É diretor da Global Vaccine Alliance. Está preocupado com a reação global negativa contra as vacinas? Ouvimos dizer, ao longo do período da covid-19, que as pessoas estavam a dizer que não iam tomar a vacina e que isso poderia afetar os pais que dessem a vacina aos filhos.

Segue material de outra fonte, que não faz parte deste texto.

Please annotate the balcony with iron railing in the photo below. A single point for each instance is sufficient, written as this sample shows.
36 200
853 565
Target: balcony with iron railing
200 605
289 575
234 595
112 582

Sim, sou. Há uma desinformação muito ativa feita por forças muito criminosas, francamente, acho que é uma coisa criminosa. Sabemos muito bem e isso tem sido demonstrado ao longo de décadas e décadas que nos países, por exemplo, em África onde vacinam os seus filhos, a esperança de vida das crianças aumenta e a mortalidade diminui. Outros vizinhos não o fazem porque não têm meios para o fazer. As crianças morrem. Não há nada mais importante no mundo do que salvar a vida de todas as crianças. Penso que não há nada mais importante. Por isso, sabemos por experiência, por provas empíricas que, de facto, as vacinas salvam vidas. Isso não significa que uma ou outra vacina não possa ter efeitos secundários. Todos os medicamentos têm efeitos secundários. Todos os medicamentos. Mas, de um modo geral, as vacinas salvam vidas contra o sarampo. Contra a poliomielite. Contra a febre amarela ou a covid, que era uma vacina nova, mas também contra a covid. Portanto, sim, existe agora uma campanha em alguns setores por razões que são difíceis de compreender. Algumas dessas pessoas são completamente paranoicas. Entregam-se a estas teorias da conspiração muito estranhas. E o que estão a fazer, do meu ponto de vista, é de alguma forma criminoso, porque estão de facto, se tiverem sucesso, a provocar a morte de milhões de pessoas.